Since no leased RAV4 EV had ever been returned to the Palo Alto dealer, Doebert was unprepared for Toyota's unusual next steps. The Toyota computer had a block on the car - the dealer couldn't buy the car. The dealer wanted to work out something with Toyota due to the great interest in the car. They simply wanted to do a little business, sell the used electric car. But Toyota refused. I know that at least once before a leased car was returned to another dealer, and ultimately that RAV4 EV was resold to a private party. Apparently Toyota decided that would not happen again.
So just before closing time on Thursday January 24th, without any notice and after the sales and used car staff had left, Toyota corporate in San Ramon sent two of its agents to retrieve the car. The lot boy gave up the keys, and the staff returned the next morning to find a good sale on a great Toyota had been denied them by Toyota.

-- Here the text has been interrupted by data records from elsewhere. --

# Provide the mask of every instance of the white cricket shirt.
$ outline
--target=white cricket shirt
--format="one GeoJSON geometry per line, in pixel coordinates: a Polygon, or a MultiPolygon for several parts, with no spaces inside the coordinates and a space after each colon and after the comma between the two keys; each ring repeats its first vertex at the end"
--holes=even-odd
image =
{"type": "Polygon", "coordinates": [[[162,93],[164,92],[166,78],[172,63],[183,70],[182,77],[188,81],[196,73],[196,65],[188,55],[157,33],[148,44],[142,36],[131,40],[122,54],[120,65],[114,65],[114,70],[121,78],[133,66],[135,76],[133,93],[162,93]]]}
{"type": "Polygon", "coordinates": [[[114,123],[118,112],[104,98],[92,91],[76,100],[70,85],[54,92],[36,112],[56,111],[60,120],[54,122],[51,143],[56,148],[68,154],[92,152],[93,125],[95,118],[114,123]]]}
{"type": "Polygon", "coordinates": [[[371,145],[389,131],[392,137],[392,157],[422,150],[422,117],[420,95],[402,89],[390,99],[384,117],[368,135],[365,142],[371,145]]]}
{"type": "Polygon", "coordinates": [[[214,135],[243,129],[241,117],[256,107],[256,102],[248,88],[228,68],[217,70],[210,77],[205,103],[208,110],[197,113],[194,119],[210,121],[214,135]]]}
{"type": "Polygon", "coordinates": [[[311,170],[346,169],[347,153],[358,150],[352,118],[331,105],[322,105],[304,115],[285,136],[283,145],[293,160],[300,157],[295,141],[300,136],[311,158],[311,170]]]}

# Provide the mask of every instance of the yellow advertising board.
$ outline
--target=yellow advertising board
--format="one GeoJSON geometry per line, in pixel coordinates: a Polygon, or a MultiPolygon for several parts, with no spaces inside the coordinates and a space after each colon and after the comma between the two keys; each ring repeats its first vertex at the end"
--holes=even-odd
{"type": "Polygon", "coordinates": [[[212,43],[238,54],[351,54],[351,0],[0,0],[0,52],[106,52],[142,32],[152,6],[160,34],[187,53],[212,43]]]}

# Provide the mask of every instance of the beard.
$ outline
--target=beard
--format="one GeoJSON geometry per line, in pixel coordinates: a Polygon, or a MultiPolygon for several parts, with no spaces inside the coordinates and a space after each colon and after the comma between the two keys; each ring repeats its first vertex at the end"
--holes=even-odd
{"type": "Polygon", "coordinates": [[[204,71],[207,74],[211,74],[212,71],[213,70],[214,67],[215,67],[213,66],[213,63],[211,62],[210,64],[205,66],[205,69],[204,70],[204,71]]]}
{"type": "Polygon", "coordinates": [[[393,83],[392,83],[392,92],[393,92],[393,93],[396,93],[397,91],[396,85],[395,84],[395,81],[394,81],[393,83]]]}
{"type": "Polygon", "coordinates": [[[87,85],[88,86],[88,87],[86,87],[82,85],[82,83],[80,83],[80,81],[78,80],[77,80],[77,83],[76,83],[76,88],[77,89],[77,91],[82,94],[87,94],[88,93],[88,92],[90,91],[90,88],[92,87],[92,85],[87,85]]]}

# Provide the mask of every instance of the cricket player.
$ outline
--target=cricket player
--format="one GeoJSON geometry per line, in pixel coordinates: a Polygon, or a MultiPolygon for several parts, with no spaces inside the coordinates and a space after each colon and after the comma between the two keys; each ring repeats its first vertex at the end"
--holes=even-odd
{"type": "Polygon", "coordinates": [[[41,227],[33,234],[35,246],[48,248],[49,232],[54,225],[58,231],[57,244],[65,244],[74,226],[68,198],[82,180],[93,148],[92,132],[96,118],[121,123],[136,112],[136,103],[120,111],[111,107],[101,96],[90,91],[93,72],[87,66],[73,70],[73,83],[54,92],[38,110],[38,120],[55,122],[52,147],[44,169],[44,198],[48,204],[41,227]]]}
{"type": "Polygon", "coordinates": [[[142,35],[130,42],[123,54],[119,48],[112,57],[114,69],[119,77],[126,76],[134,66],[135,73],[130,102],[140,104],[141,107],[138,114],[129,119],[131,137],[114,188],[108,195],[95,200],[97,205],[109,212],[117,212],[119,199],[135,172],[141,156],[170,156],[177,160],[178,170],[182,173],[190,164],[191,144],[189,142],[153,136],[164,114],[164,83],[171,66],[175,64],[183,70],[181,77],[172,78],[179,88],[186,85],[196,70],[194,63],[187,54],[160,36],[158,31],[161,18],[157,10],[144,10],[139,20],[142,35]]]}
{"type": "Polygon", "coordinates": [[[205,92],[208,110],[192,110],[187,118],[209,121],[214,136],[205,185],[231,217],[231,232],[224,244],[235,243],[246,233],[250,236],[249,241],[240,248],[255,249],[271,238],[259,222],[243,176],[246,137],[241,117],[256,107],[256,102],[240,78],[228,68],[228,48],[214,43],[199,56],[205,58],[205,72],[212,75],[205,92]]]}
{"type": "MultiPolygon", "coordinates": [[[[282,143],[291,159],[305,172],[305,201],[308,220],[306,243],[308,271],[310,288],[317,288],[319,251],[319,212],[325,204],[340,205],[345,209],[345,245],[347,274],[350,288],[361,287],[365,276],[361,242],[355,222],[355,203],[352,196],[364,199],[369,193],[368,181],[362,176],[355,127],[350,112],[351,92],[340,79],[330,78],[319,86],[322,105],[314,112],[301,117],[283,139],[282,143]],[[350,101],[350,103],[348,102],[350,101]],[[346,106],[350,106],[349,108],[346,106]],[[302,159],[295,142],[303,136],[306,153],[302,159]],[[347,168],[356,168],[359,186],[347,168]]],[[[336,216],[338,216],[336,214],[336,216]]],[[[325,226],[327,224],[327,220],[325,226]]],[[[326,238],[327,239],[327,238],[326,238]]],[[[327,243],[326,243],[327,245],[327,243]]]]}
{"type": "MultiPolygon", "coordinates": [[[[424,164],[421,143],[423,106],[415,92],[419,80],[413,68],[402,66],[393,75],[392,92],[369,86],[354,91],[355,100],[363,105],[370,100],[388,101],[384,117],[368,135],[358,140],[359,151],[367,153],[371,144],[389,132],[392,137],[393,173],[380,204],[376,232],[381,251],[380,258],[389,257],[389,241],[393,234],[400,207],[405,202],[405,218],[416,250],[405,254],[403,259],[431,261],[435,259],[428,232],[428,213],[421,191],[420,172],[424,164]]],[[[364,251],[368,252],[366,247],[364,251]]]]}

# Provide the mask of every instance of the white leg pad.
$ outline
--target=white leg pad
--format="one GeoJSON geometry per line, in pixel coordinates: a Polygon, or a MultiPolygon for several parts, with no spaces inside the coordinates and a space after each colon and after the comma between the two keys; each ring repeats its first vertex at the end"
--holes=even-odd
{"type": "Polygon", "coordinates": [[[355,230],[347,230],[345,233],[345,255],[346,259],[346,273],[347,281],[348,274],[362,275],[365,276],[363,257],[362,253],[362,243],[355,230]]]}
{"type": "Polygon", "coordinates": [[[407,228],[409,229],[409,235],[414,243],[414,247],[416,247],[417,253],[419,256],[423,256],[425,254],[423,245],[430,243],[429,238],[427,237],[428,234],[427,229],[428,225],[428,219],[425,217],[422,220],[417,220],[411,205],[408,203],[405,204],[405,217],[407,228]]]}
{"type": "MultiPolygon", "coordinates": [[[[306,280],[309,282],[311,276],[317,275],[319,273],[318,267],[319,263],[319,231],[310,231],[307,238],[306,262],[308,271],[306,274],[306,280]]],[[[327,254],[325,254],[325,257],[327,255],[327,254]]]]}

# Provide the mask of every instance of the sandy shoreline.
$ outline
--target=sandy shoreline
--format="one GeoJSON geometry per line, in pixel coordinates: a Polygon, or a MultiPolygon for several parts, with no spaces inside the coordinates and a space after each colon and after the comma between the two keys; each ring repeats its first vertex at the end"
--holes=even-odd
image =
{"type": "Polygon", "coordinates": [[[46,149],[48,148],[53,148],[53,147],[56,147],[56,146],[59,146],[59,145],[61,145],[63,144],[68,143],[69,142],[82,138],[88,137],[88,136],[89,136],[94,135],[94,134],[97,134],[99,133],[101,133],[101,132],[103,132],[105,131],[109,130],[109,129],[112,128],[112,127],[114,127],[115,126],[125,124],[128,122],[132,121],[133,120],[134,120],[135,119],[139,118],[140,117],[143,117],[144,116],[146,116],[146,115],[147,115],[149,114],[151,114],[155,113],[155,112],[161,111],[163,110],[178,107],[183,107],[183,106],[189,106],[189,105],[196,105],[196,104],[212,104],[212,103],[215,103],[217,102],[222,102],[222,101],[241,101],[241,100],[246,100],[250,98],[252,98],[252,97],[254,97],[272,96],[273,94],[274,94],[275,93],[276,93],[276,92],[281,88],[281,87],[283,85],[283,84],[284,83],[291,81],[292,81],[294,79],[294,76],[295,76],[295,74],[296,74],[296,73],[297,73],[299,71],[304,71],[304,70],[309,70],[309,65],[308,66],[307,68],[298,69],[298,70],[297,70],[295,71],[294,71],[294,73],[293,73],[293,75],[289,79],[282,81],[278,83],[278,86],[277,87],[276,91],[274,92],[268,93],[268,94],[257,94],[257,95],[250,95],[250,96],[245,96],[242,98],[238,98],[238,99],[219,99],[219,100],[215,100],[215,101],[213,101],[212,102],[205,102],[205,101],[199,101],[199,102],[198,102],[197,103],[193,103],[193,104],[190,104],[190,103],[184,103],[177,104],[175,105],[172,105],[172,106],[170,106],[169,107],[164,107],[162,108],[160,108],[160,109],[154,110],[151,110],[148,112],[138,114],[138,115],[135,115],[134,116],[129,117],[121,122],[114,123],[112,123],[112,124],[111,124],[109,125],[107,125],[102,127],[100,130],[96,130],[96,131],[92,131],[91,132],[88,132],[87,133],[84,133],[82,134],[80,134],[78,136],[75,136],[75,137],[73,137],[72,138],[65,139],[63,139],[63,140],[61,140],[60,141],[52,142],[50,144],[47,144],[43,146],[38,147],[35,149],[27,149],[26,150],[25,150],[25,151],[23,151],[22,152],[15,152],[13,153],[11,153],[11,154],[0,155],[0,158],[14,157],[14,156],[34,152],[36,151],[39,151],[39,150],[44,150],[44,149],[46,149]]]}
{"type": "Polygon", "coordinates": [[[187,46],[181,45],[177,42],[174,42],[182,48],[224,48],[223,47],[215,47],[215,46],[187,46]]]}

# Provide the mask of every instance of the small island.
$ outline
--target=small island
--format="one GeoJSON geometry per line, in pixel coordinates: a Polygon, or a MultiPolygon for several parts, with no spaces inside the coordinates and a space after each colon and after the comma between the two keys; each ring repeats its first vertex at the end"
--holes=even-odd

The situation isn't as bad as it might have been. Toyota agreed with Plug In America in 2005 to stop destroying RAV4 EVs, and I trust that this car will remain "in service." But it won't be driving around the San Francisco Bay Area, taking someone to work, some kids to school, heightening interest in plug in cars and proving the viability of electric cars. RAV4 EVs in private hands prove daily that electric cars are not dead yet.